Mestre Eckhart – Tratado do Desprendimento 10


  1. Ora eu pergunto ainda: qual é a oração do coração desprendido?
  2. Eu respondo dizendo que a pureza do desprendimento não pode rezar, porque aquele que reza deseja obter qualquer coisa ou que Deus lhe retire qualquer coisa.
  3. Ora o coração desprendido não deseja nada e também não tem nada de que queira ser liberto.
  4. É por isso que ele está desprendido de qualquer oração, e a sua oração não é nada mais que estar conforme a Deus.

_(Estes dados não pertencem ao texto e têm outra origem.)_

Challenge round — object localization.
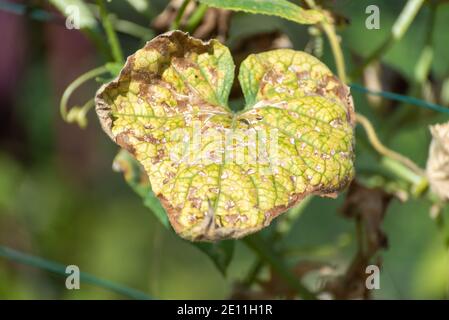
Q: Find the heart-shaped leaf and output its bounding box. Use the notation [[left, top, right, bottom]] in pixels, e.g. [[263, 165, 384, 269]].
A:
[[96, 31, 354, 240]]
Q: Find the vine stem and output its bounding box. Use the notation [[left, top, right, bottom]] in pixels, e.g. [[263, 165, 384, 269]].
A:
[[171, 0, 190, 30], [59, 66, 108, 122], [0, 245, 151, 300], [356, 113, 426, 177], [243, 234, 317, 300], [186, 3, 209, 33], [305, 0, 347, 83], [97, 0, 124, 64]]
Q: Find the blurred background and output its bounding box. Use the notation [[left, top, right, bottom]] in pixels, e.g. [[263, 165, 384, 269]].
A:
[[0, 0, 449, 299]]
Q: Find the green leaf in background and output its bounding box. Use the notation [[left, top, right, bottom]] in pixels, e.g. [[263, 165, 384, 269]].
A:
[[199, 0, 325, 24], [96, 31, 354, 241], [49, 0, 97, 29], [113, 149, 235, 275]]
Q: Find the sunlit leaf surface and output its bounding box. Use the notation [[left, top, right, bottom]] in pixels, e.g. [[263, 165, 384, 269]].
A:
[[96, 31, 354, 241]]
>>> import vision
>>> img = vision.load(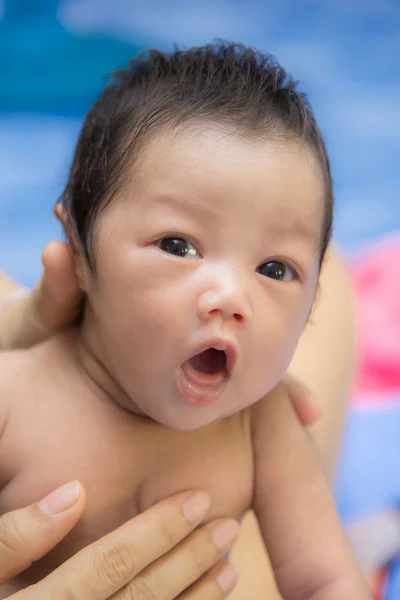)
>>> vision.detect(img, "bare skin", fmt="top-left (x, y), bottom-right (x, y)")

Eis toda a sua oração.
  5. Neste sentido nós podemos citar o que diz S. Dioniso sobre as palavras de S. Paulo: "Todos correm para obter a coroa, e no entanto ela só é atribuída a um único"; todas as potências da alma correm para obter a coroa, e no entanto ela só é atribuída ao que é essência.
  6. Dioniso diz portanto: "Esta corrida não consiste em nada mais que em se afastar de todas as criaturas para se unir ao Incriado."

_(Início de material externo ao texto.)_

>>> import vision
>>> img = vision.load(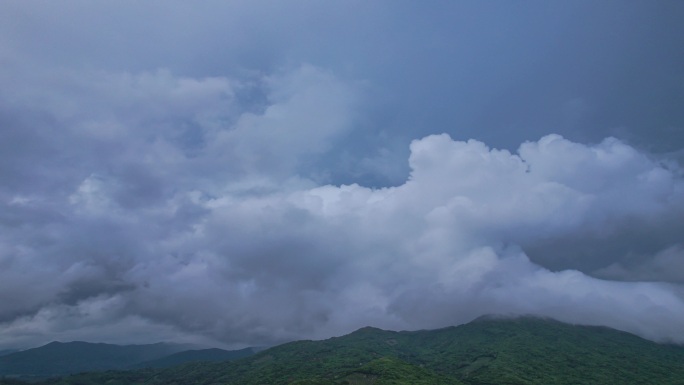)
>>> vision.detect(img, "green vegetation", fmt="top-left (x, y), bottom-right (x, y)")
top-left (5, 317), bottom-right (684, 385)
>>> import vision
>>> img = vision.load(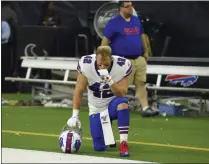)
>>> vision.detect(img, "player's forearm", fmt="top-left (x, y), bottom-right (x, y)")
top-left (141, 34), bottom-right (148, 53)
top-left (110, 83), bottom-right (127, 96)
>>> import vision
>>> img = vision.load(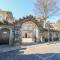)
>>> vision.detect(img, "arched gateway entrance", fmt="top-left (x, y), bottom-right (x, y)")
top-left (20, 19), bottom-right (40, 43)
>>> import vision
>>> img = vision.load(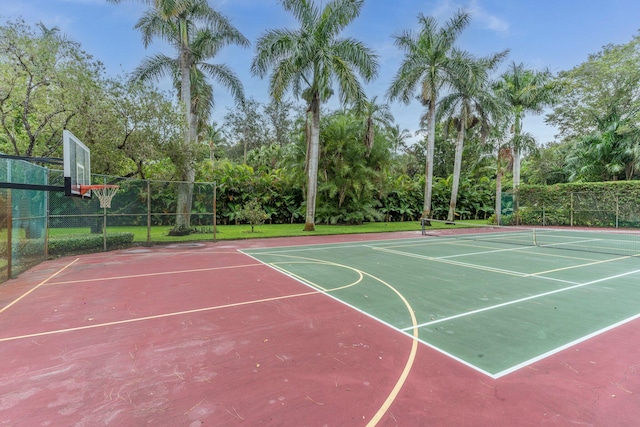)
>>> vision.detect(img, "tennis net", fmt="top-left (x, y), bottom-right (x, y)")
top-left (422, 220), bottom-right (640, 256)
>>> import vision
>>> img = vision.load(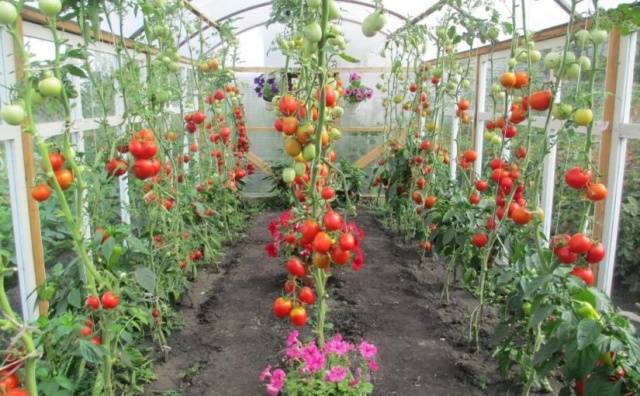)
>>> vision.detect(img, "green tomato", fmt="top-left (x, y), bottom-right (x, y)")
top-left (564, 63), bottom-right (580, 80)
top-left (573, 29), bottom-right (591, 47)
top-left (0, 104), bottom-right (27, 125)
top-left (578, 55), bottom-right (591, 71)
top-left (514, 48), bottom-right (529, 63)
top-left (591, 29), bottom-right (609, 44)
top-left (370, 11), bottom-right (387, 31)
top-left (282, 168), bottom-right (296, 184)
top-left (167, 62), bottom-right (180, 73)
top-left (544, 52), bottom-right (562, 70)
top-left (0, 1), bottom-right (18, 26)
top-left (38, 77), bottom-right (62, 97)
top-left (38, 0), bottom-right (62, 18)
top-left (303, 21), bottom-right (322, 43)
top-left (302, 143), bottom-right (316, 161)
top-left (576, 301), bottom-right (600, 320)
top-left (362, 13), bottom-right (378, 37)
top-left (564, 51), bottom-right (576, 65)
top-left (329, 0), bottom-right (341, 21)
top-left (551, 103), bottom-right (573, 120)
top-left (487, 26), bottom-right (500, 40)
top-left (293, 162), bottom-right (306, 176)
top-left (529, 49), bottom-right (542, 63)
top-left (573, 108), bottom-right (593, 126)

  7. E quando a alma chega a isso, perde o seu nome e Deus atrai-a a ele, de tal forma que ela não é mais nada em si, da mesma forma que o sol atrai a si a aurora, de tal forma que ela não é mais nada.

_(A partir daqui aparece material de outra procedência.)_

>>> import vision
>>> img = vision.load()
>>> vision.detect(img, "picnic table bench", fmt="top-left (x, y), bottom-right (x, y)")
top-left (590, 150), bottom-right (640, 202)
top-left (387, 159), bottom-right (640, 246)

  8. Nada mais leva o ser humano até lá que o puro desprendimento.
  9. Nós podemos ainda citar aqui as palavras de S. Agostinho: a alma tem uma entrada secreta na natureza divina onde todas as coisas não são mais nada para ela.
  10. Na terra, esta entrada não é nada mais que o puro desprendimento.
  11. E quando o desprendimento chega ao seu cume, o seu conhecimento torna-o desconhecedor, o amor torna-o não amante, e a luz torna-o tenebroso.
  12. Nós podemos ainda citar aqui o que diz um mestre: os pobres em espírito são aqueles que abandonaram todas as coisas a Deus, tal como ele as tinha quando nós não existíamos.
  13. Só pode agir assim um coração puro e desprendido.
  14. Que Deus se compraz mais num coração desprendido que em todos os outros corações, nós constatamos nisto, porque se tu me perguntas: O que procura Deus em todas as coisas, eu respondo-te pelo Livro da Sabedoria. Ele diz lá: "Eu procuro o repouso em todas as coisas."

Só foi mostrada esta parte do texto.